Ряд положений буддизма, вероятно, был близок Бунину-художнику. Прежде всего — взгляд на существование людей как на бесконечную смену потерь, разочарований, страданий, здесь находило почву страстное желание постичь предназначение человека на земле. Бунина привлекала в буддизме идея ложности логического мышления для личности, шаткости «головных» представлений о счастье и смысле бытия. Однако «интуитивное знание» тоже нередко заводило в тупик героев бунинских рассказов 1910-х
годов. Подсознательные порывы человека часто оборачивались странными, даже гибельными заблуждениями. Идея совершенствования мира (смысл, вложенный буддизмом в это понятие) была неприемлема для Бунина, поскольку сводилась к «отказу от желаний», призывом «проснуться от жизни». Для писателя непреложной ценностью была дарованная человеку Создателем способность к высшей нравственности, самоотверженности, любви, творчеству. Да и само отрицание земного бытия, с его красотой, глубокими чувствами живущих людей, для писателя звучало как святотатство — неверие в Промысел Божий.
Рассказ «Братья» (1914) содержит в себе наиболее полное отражение философско-эстетических воззрений Бунина.

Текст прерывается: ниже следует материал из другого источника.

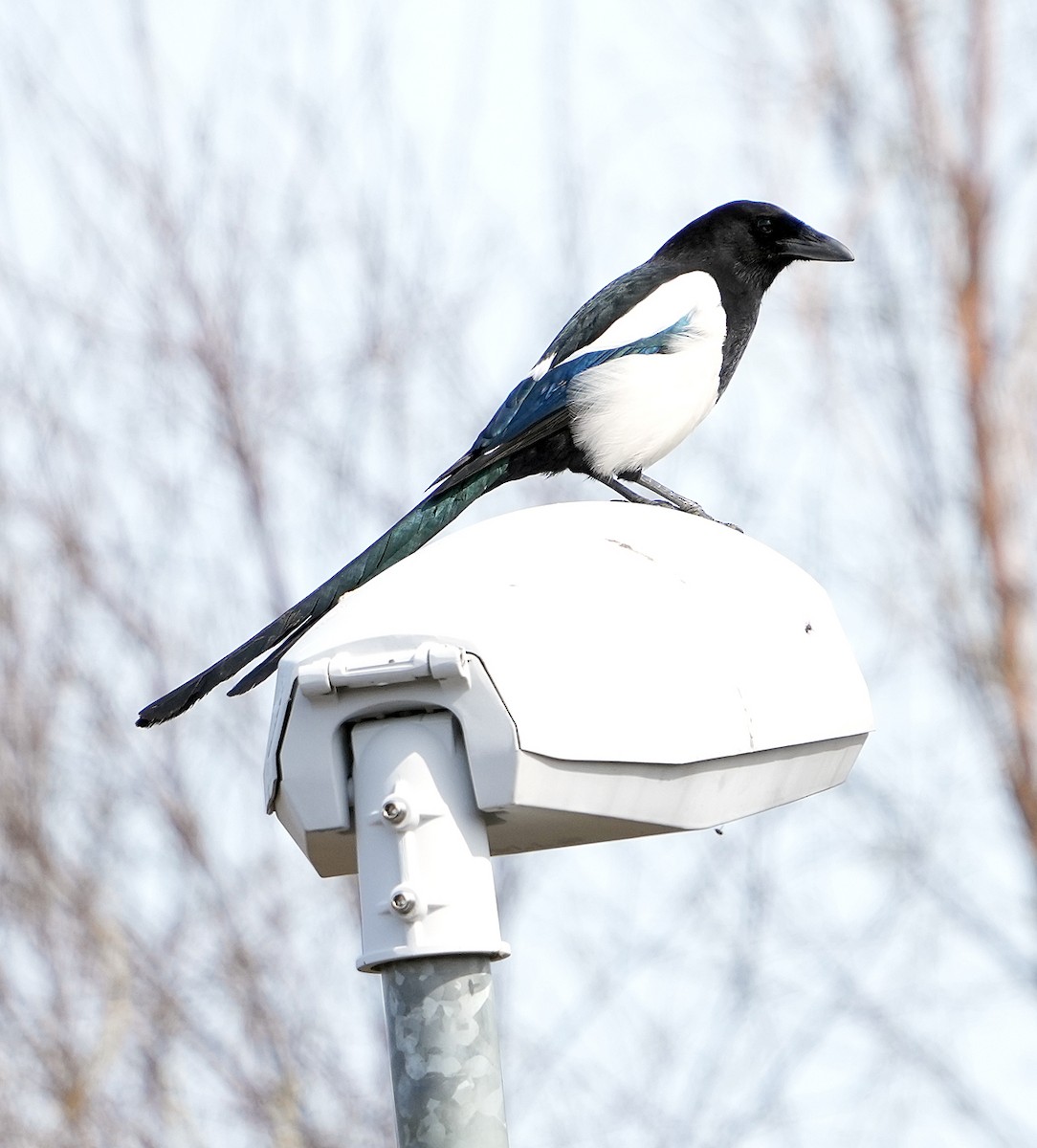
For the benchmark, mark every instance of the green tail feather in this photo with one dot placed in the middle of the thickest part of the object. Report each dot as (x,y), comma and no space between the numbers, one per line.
(417,527)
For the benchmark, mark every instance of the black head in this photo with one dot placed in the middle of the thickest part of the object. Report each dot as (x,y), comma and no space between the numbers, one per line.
(751,241)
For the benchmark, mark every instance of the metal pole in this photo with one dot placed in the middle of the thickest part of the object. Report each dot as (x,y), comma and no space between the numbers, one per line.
(429,917)
(445,1054)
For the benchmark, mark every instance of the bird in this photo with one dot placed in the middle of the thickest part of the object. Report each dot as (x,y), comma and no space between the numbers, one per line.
(628,379)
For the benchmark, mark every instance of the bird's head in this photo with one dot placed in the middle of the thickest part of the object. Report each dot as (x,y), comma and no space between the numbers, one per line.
(752,241)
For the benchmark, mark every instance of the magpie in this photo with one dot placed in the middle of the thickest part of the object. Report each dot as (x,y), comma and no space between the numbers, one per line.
(630,374)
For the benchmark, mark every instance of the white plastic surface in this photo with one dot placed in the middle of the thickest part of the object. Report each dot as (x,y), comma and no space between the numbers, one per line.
(623,632)
(628,671)
(420,841)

Здесь он выступает как истинный ценитель красоты мира, поклонник всего прекрасного на земле. Бунин был человеком, который прославлял величие жизни, «любовь, жажду вместить в своё сердце весь зримый и незримый мир и вновь отдать его кому-то» [3, с. 501]. Авторская концепция бытия выражена в рассказе посредством ярких образов Цейлона. Этот выбор не случаен. В смене избыточных, порой экзотических красок, запахов, в переливах света и тьмы тропической природы уже заложена мысль о полноценной жизни: всё здесь пронизано ослепительным солнцем, дарующим буйное цветение деревьям, кустам, садам. Повествование, однако, исполнено символических пейзажей, где зримое очарование природы слито со скрытой, угрожающей человеку силой: «Солнце слепило, сверкало в золоте и стёклах очков, когда англичанин поднимал голову. Солнце жгло его руки и колени, земля дышала, было даже видно, что над ней как над жаровней, дрожит воздух» [3, с. 492]. Яркие, выразительные примеры противоречивой реальности Цейлона можно продолжить.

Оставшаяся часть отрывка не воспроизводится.